How do you measure the birth of a nation? In the case of formerly colonized states, it’s easy: it’s when they declare their independence. But if you consider a nation-state as diverse as Indonesia, were we all “born” at the same time?

We had a shaky start from the onset. There’s this myth that we all became independent at the same time. In fact state-formation — like all births — was messy, bloody and in the case of Indonesia, a protracted affair. Bloody, obviously because of the fighting with the Dutch colonizers, but guess what? Also because of fighting with each other, i.e. with areas that were still part of the Netherlands colonial territory. It was only in 1950 that these areas — Riau, Aceh, Kalimantan, South Maluku, Minahasa — were conquered by the Indonesian Armed Forces, leading to their integration into the Republic.

Then of course there’s Papua aka Irian Jaya (formerly the Netherlands New Guinea), which was “integrated” (read: annexed) in 1962. As I wrote in 2009, “for Indonesia, incorporating Irian into the Republic was the completion of nationhood; for the Papuans, it was their nation’s destruction” (“He ain’t heavy, he’s a brother from Papua” The Jakarta Post, Jan. 14, 2009). Papua was appended on, even though it wasn’t part of the nationalist compact, i.e. the archipelago that made up the Dutch East Indies.

After the declaration of independence, the first challenge for the nationalists was to get Indonesians to see themselves as Indonesians. It actually began with Sumpah Pemuda (the Youth Pledge) in 1928, a long process which often meant undermining local or regional identity and being “Indonesian” first.

But it wasn’t just regional or ethnic identity, it was also religious.
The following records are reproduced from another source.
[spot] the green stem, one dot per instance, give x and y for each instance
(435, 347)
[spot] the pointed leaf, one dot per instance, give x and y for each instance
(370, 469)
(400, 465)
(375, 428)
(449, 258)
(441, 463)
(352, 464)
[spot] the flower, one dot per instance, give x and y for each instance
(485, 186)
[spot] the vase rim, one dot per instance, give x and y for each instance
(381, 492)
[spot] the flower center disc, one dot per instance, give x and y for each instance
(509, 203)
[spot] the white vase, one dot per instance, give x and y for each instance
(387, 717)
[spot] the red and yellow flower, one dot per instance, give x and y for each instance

Many people struggled against the Dutch as Muslims rather than as nationalists, and they imagined that victory would produce a caliphate. They were more than a little upset when they found themselves living under a secular Pancasila state instead.

That anger and frustration never went away, and every government has had to find various ways to court or appease political Islam in Indonesia. A recent example was arguably the jailing of former governor Basuki “Ahok” Tjahaja Purnama. It had the effect of angering the Gerakan Minahasa Merdeka, an indigenous separatist groups in South Sulawesi who are renewing calls for independence. They felt that “the court’s decision to jail Ahok for blasphemy cast a dark shadow over the rights of Indonesia’s Christian and indigenous minorities”. However, conservative Muslims loved it.